In my experience as we progress with safety features, crumple zones, air bags and such, I see less and less severe injuries in MVAs.  The damage to cars is more horrific but thats the idea, they crumple, absorb and disperse impact away from the occupants.

I dont know for sure but Im guessing traumatic injuries and fatalities are way down in regards to MVAs

The main thing is to stay in the vehicle, once you get tossed survival rates go way down. I havent witnessed to many in vehicle fatalities, with ejection Im going to say probably half or more die or are already dead.


----------



## mycrofft

*Roger all those.*

I know of only two instances where not wearing the belt was a saver, both involved pre-1974 VW Beetles, and in each the driver's station was invaded by metal (one was the roof, the other was a torn projection from the floor that went up through the seat) after the driver was thrown prone to the passenger side.

My observation was that given two accidents with similar impact, the one that rolled had a better outcome, whereas those that acted like a hockeypuck had worse injuries.

US highway fatalities totals stay about stable, while the number of drivers increases.


----------



## abckidsmom

CAOX3 said:


> In my experience as we progress with safety features, crumple zones, air bags and such, I see less and less severe injuries in MVAs.  The damage to cars is more horrific but thats the idea, they crumple, absorb and disperse impact away from the occupants.
> 
> I dont know for sure but Im guessing traumatic injuries and fatalities are way down in regards to MVAs
> 
> The main thing is to stay in the vehicle, once you get tossed survival rates go way down. I havent witnessed to many in vehicle fatalities, with ejection Im going to say probably half or more die or are already dead.



Sometimes I think that the engineers are taking the fun out of it all.  Cars are just exceptionally well-engineered with regards to safety these days.

Glad you were ok!


----------



## TreySpooner65

Thanks!

I agree, cars are getting safer. Now days it seems people will be either unhurt (or hurt very little) or critical. No middle ground.


----------



## MedJPavlo

did amr ventura respond?


----------



## TreySpooner65

MedJPavlo said:


> did amr ventura respond?


Yes, AMR units EMS 48 and Medic 483 responded.


----------



## MedJPavlo

i miss those guys. I did my clinicals with amr ventura.


----------



## TreySpooner65

MedJPavlo said:


> i miss those guys. I did my clinicals with amr ventura.


My clinical is coming up in a few weeks. I wanna ride with AMR if I can.

I understand its more work to do your clinical with AMR than lifeline or Gold Coast.


----------



## MedJPavlo

TreySpooner65 said:


> My clinical is coming up in a few weeks. I wanna ride with AMR if I can.
> 
> I understand its more work to do your clinical with AMR than lifeline or Gold Coast.

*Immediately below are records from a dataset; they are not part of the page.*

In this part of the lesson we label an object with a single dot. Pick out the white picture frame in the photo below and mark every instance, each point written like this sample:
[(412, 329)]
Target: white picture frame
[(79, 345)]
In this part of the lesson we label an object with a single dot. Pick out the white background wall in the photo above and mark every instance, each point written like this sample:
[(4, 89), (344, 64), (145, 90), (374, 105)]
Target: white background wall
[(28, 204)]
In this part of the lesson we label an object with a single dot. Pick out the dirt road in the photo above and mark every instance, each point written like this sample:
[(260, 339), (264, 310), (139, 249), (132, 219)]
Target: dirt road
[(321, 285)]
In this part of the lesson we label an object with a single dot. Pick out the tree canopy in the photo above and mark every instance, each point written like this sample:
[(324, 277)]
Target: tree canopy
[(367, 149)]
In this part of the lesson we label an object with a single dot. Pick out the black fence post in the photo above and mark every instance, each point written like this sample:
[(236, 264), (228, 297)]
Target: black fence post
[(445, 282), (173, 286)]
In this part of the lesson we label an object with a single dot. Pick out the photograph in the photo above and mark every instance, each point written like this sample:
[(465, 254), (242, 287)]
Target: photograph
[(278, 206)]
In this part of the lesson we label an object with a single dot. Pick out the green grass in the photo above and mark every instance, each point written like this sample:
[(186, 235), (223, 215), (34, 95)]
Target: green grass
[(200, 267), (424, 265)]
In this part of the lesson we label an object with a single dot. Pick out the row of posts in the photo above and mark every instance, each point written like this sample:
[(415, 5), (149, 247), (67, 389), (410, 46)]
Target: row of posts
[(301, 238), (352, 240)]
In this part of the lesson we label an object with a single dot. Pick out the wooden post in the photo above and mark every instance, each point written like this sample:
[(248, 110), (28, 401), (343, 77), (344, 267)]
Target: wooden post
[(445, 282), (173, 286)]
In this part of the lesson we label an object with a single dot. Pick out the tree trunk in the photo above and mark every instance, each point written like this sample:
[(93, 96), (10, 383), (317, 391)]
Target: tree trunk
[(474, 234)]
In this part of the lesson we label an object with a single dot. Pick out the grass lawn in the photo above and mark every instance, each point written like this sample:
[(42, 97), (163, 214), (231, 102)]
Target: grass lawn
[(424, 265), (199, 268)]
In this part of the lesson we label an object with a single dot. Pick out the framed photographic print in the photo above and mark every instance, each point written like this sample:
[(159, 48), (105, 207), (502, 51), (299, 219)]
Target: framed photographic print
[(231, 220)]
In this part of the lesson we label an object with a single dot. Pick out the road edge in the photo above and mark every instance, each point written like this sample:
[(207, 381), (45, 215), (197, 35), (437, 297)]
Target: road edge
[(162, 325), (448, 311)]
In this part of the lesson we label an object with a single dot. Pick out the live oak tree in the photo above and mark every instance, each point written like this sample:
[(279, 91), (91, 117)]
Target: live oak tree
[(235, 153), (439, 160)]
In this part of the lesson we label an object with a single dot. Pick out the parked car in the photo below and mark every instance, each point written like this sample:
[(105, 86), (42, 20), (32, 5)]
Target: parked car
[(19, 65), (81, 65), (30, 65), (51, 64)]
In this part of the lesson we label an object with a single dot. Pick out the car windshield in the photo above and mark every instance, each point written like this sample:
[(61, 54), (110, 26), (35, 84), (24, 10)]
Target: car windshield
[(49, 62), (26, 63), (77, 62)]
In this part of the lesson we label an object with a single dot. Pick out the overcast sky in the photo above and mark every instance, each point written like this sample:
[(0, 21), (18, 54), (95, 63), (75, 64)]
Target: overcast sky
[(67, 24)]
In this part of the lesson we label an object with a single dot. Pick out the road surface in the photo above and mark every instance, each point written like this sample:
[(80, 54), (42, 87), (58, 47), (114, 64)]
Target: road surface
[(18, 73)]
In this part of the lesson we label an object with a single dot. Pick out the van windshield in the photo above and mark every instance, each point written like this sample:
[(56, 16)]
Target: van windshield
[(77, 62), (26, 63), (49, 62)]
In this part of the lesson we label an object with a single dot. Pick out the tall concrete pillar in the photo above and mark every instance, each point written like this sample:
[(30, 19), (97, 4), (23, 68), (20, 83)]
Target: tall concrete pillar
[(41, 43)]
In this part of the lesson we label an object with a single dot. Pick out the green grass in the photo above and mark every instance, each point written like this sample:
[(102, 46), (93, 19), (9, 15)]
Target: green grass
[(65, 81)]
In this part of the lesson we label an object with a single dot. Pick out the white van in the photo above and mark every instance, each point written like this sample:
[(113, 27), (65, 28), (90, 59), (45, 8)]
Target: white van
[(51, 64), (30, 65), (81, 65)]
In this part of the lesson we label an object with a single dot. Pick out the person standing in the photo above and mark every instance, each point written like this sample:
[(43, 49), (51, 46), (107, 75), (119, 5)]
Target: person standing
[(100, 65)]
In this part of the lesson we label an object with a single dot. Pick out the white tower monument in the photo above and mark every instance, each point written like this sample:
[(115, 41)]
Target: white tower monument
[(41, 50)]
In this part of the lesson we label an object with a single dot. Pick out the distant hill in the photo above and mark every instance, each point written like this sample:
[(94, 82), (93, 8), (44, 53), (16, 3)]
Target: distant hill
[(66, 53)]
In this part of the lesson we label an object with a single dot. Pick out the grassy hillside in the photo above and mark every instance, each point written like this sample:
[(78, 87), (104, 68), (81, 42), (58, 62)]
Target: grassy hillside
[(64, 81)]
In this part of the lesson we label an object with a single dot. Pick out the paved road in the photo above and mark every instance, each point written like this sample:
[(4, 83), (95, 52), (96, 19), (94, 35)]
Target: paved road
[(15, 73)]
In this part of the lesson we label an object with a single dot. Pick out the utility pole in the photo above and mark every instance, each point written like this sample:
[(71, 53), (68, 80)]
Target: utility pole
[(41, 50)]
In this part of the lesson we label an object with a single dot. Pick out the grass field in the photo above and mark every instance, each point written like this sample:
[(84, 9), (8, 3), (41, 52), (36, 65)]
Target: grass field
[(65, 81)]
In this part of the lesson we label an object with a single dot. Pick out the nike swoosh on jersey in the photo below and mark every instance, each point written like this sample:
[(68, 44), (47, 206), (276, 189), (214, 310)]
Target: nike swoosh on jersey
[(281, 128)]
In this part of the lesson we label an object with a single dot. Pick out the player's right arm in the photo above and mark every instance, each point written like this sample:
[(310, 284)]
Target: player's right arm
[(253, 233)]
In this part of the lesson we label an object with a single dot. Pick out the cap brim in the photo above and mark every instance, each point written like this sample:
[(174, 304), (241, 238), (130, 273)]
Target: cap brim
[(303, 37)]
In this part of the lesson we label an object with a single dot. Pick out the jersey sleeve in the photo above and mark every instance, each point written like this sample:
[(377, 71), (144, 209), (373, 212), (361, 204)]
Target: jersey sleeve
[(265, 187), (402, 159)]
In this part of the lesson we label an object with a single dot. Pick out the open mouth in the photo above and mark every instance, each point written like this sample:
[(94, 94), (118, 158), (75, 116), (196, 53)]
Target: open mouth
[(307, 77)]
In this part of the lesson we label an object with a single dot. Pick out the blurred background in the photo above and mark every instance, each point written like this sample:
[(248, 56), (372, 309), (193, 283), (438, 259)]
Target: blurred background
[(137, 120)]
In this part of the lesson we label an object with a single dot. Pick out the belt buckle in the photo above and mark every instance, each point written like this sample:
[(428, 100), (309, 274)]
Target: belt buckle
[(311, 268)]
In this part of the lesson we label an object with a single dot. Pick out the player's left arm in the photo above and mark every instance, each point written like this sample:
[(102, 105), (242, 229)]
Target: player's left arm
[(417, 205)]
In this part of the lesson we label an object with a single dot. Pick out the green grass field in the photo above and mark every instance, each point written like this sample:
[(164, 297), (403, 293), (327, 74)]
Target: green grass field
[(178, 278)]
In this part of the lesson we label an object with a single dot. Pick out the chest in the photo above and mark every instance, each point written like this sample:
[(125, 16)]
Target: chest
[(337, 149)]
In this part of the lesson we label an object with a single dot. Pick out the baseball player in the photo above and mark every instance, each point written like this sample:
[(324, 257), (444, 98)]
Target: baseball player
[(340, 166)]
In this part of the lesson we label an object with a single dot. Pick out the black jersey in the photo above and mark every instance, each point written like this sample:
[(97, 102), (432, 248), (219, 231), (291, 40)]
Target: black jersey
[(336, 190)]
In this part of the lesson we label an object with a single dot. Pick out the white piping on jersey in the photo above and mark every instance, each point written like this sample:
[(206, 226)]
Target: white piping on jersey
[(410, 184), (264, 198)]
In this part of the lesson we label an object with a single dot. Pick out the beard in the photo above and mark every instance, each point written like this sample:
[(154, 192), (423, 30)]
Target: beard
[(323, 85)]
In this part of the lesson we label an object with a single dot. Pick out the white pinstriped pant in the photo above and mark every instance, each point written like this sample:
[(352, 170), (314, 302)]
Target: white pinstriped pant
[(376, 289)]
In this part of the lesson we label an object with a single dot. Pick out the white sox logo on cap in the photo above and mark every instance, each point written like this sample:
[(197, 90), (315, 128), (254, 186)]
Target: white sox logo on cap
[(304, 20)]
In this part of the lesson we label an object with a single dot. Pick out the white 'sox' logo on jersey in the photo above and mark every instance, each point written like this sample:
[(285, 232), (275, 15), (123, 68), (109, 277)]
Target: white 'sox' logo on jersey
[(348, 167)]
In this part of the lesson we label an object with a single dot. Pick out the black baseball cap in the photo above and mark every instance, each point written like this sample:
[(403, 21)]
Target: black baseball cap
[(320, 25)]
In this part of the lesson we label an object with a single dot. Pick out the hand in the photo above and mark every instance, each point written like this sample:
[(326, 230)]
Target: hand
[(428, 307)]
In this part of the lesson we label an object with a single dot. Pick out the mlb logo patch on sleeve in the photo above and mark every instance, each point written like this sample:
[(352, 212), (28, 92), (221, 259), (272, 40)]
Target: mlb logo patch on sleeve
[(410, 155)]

Yeah, it def is. I did most of my clinicals with medic 443 in Newbury Park. They got me working and eventually got me my job at AMR LA county...which sucks in comparison. But just so you know, AMR now owns gold coast...they just dont run as much fire calls. They're mainly IFT.


----------



## TreySpooner65

MedJPavlo said:


> Yeah, it def is. I did most of my clinicals with medic 443 in Newbury Park. They got me working and eventually got me my job at AMR LA county...which sucks in comparison. But just so you know, AMR now owns gold coast...they just dont run as much fire calls. They're mainly IFT.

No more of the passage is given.